- Suryaraopeta Location in Andhra Pradesh, India
- Coordinates: 16°48′11″N 81°38′31″E﻿ / ﻿16.80306°N 81.64194°E
- Country: India
- State: Andhra Pradesh
- District: Kakinada

Area
- • Total: 9.20 km^{2} (3.55 sq mi)

Population (2011)
- • Total: 24,112
- • Density: 2,620/km^{2} (6,790/sq mi)

Languages
- • Official: Telugu
- Time zone: UTC+5:30 (IST)
- Vehicle registration: AP

= Suryaraopeta =

Suryaraopeta is a census town in Kakinada district of the Indian state of Andhra Pradesh. It is located in Kakinada (rural) mandal of Kakinada revenue division.
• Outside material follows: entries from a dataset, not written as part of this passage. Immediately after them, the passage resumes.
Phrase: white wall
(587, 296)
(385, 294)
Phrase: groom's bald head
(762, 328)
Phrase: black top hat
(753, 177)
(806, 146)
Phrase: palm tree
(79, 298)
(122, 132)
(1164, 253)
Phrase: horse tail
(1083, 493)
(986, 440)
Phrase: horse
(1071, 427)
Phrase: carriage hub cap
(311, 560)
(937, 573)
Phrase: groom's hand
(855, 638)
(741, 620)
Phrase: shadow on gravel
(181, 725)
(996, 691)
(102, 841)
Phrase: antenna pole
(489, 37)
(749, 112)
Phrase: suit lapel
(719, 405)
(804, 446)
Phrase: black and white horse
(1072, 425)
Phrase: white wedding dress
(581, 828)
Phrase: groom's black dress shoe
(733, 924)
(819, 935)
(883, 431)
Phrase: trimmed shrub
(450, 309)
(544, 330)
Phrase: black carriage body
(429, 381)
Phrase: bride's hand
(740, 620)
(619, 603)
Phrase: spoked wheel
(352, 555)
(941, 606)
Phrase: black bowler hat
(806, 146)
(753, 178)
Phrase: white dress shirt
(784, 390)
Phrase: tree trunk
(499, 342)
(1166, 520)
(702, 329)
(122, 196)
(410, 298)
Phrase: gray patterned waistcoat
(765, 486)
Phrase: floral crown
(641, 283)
The town is a constituent of Kakinada urban agglomeration.

==Demographics==
As of 2001 India census, Suryaraopeta had a population of 19,175. Males constitute 50% of the population and females 50%. Suryaraopeta has an average literacy rate of 76%, higher than the national average of 59.5%: male literacy is 80%, and female literacy is 72%. In Suryaraopeta, 10% of the population is under 6 years of age.

==Education==
The primary and secondary school education is imparted by government, aided and private schools, under the School Education Department of the state. The medium of instruction followed by different schools are English, Telugu.